The first is handled by sending an IRP to the device node, telling it that the device is needed, which triggers an internal IRP that moves the device back into the D0 state. The second is handled by arming the device to trigger a wakeup signal. The signal, triggered by the modem getting a call, instructs the operating system that it must send an IRP to the device node telling it to move itself back into the D0 state.
WDM makes no distinction between moving a device into the D0 state when the system is in the S0 state (for example, your machine is running and you have no idea that your modem has been powered off) and moving a device into the D0 state when the system is in an S1 through S4 sleep state (for example, your whole machine was asleep, appearing to be off). If the system happens to be in a sleeping state when the device needs to be powered on, the whole machine is first moved to the S0 state, then the device is moved into the D0 state.
WDM defines four device states, D0 through D3. D0 is the working state in which the device is fully functional, and D3 is the off state.
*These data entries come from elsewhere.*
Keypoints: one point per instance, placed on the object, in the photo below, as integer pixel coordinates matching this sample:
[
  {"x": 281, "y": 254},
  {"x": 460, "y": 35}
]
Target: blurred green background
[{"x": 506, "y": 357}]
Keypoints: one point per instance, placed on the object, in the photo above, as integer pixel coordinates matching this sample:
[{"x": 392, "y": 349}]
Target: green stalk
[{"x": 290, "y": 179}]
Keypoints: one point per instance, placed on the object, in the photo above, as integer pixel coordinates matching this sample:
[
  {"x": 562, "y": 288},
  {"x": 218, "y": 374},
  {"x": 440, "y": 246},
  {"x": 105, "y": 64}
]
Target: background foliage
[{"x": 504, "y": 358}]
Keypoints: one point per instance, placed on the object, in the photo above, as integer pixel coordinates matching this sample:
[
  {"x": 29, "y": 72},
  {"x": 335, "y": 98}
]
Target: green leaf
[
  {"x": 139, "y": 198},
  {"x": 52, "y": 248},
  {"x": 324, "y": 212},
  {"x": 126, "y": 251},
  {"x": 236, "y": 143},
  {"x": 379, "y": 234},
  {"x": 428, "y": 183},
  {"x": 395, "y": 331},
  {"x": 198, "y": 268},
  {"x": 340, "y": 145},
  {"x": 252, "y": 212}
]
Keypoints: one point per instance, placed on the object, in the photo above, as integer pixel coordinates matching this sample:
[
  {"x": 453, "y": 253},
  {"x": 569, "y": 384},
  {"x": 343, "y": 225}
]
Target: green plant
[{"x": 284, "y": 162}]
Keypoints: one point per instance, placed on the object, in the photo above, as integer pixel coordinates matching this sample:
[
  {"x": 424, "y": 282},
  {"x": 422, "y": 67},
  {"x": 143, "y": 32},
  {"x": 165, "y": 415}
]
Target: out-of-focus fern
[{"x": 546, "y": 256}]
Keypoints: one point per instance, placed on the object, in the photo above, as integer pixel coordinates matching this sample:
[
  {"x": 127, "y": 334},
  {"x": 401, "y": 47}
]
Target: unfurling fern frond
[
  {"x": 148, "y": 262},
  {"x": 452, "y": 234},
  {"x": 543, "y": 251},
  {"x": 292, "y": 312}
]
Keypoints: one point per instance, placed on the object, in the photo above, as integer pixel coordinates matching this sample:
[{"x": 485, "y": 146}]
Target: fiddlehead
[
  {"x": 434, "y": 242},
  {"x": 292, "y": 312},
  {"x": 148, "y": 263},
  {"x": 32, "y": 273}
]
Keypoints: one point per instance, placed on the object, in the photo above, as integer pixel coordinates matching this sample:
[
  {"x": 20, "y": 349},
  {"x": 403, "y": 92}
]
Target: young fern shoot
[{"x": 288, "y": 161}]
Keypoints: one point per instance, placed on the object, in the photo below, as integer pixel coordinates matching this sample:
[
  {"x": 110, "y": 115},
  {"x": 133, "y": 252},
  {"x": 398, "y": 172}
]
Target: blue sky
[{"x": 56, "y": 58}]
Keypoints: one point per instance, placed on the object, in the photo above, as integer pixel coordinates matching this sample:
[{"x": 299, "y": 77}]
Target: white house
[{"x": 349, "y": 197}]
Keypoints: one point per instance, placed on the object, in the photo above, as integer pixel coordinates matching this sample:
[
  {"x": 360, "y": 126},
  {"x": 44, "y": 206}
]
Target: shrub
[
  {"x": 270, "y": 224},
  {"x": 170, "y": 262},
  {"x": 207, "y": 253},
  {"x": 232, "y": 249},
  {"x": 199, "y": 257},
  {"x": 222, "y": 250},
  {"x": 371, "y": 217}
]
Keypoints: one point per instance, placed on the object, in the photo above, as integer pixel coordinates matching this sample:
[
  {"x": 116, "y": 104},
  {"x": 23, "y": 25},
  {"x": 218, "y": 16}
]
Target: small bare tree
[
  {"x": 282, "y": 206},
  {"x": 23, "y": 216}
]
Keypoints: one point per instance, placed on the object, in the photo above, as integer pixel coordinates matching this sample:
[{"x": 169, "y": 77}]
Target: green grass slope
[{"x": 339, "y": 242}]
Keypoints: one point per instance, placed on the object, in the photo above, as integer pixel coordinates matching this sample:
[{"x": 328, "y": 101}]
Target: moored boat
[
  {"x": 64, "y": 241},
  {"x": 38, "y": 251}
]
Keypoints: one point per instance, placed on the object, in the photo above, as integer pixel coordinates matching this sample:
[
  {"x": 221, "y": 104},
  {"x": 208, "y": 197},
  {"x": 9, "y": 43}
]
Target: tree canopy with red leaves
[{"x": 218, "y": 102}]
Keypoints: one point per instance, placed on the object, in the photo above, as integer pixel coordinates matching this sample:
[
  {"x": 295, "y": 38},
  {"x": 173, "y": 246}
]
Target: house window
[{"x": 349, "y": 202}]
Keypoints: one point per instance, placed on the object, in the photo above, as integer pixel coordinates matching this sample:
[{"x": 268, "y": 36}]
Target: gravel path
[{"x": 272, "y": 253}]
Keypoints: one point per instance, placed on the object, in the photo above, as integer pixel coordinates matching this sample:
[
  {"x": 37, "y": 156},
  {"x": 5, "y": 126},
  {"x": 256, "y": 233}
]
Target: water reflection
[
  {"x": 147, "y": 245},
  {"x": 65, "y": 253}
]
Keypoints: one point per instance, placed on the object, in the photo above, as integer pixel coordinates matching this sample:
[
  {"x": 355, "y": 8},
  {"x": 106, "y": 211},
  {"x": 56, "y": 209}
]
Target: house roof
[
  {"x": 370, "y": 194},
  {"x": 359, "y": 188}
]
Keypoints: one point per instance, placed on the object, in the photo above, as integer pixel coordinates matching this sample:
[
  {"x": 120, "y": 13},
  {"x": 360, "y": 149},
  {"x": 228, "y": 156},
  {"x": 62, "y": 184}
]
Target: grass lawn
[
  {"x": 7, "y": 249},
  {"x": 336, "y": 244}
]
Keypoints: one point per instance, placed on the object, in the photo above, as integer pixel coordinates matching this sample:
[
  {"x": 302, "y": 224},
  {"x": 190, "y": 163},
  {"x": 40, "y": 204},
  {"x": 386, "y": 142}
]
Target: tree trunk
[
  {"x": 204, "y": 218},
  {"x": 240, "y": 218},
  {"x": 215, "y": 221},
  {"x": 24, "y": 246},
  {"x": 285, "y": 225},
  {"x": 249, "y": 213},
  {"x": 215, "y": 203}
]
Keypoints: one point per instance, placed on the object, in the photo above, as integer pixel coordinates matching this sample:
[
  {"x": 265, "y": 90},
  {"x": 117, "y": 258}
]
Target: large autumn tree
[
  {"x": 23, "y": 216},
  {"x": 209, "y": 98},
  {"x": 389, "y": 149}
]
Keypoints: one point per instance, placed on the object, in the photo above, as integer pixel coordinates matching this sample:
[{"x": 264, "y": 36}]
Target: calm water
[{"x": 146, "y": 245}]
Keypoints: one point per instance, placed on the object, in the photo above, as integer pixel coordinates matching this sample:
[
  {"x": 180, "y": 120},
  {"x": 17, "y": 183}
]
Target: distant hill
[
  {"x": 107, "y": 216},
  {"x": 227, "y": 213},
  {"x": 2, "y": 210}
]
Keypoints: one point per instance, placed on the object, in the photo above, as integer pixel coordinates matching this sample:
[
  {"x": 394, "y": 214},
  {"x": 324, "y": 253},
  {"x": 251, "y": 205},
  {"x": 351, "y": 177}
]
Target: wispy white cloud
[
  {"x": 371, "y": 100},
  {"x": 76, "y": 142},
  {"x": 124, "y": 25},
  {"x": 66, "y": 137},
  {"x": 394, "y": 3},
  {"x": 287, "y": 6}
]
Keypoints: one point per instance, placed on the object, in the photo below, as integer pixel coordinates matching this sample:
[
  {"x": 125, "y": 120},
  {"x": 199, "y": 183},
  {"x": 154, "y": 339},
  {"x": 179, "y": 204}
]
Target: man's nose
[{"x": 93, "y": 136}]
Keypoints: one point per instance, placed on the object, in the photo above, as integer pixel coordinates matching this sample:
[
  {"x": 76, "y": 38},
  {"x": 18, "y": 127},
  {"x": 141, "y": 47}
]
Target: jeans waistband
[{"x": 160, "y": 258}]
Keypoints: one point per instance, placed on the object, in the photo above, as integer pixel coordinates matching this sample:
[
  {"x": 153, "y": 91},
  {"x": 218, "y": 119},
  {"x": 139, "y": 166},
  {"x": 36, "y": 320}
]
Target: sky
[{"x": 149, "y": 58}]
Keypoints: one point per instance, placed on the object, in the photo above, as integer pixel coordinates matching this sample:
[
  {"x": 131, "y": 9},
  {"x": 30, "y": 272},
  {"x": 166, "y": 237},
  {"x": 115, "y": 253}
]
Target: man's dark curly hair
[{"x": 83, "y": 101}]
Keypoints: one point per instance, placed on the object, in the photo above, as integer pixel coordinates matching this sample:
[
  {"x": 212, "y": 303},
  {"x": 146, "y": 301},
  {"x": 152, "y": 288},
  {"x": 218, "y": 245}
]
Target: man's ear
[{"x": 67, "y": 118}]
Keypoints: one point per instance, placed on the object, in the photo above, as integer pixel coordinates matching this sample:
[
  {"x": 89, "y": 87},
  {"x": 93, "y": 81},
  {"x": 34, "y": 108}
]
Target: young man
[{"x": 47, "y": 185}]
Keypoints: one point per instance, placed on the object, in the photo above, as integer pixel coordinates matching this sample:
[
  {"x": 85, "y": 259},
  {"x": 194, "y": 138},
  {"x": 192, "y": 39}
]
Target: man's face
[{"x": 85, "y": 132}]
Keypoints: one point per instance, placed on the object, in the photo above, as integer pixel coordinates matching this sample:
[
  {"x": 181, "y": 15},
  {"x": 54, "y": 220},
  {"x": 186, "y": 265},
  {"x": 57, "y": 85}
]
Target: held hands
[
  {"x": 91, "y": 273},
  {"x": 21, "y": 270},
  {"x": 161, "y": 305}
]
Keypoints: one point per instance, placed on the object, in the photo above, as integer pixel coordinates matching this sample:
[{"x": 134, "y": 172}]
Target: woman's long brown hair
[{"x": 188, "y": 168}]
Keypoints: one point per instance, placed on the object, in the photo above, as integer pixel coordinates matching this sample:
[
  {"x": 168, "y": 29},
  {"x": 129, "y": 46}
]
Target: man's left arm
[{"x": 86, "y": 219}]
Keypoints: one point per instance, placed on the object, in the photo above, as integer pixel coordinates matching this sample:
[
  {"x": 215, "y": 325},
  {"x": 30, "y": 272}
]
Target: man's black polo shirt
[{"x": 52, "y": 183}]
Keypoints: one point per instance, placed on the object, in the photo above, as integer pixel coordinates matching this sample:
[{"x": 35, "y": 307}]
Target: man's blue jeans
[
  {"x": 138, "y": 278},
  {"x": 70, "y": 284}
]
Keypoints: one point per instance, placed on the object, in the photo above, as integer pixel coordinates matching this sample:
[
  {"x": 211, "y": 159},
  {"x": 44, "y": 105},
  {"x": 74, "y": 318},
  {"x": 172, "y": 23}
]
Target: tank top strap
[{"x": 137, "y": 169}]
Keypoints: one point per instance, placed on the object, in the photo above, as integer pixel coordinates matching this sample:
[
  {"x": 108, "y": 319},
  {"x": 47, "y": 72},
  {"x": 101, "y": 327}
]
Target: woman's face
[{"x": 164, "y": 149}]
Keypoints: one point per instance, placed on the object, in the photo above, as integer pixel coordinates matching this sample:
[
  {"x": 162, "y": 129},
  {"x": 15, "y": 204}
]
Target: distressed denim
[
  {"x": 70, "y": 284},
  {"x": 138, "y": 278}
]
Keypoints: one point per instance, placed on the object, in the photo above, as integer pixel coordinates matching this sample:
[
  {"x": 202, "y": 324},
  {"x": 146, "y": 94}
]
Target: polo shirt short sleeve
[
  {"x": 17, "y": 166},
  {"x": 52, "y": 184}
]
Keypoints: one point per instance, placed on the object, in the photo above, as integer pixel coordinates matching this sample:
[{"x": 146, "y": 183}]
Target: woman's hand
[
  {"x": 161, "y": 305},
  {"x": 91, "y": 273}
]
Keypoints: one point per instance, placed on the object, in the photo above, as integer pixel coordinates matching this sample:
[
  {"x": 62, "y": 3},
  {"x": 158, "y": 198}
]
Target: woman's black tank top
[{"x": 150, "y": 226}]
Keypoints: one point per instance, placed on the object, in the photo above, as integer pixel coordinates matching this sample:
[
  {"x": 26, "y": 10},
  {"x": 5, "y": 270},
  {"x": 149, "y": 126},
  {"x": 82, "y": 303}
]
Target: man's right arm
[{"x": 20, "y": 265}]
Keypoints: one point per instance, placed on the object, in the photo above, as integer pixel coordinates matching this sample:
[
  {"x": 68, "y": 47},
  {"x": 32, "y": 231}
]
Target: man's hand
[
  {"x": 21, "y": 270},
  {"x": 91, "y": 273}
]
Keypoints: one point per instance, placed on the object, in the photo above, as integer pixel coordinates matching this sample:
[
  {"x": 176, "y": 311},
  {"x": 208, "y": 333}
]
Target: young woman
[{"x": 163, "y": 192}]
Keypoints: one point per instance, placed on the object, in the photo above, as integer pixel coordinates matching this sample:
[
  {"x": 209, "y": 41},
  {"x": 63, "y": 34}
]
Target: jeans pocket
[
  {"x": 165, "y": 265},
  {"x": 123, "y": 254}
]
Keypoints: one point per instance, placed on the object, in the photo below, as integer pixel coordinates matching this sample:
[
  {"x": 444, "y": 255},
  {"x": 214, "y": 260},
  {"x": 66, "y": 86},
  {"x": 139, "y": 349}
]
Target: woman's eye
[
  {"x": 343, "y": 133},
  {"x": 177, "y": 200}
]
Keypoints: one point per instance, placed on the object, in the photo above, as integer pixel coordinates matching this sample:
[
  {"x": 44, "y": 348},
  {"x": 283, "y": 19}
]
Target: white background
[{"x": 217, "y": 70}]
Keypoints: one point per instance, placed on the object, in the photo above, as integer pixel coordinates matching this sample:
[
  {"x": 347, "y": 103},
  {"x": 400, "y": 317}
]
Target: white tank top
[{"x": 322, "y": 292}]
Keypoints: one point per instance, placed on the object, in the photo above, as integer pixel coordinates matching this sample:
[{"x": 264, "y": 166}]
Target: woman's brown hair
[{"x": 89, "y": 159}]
D1 and D2 are similar to D3, although the device consumes more power in them than it would in D3, though the time required to wake the device may be reduced.
Some general guidelines to insure that devices successfully transition to D0 when required that the entire machine transitions to S0 requested are:
1. A device's interrupt circuitry should be separated from its wakeup circuitry.
2. Devices cannot be permitted to generate interrupts while they are in the D3 state.
3. Power management event signals should only be generated in the D3 state.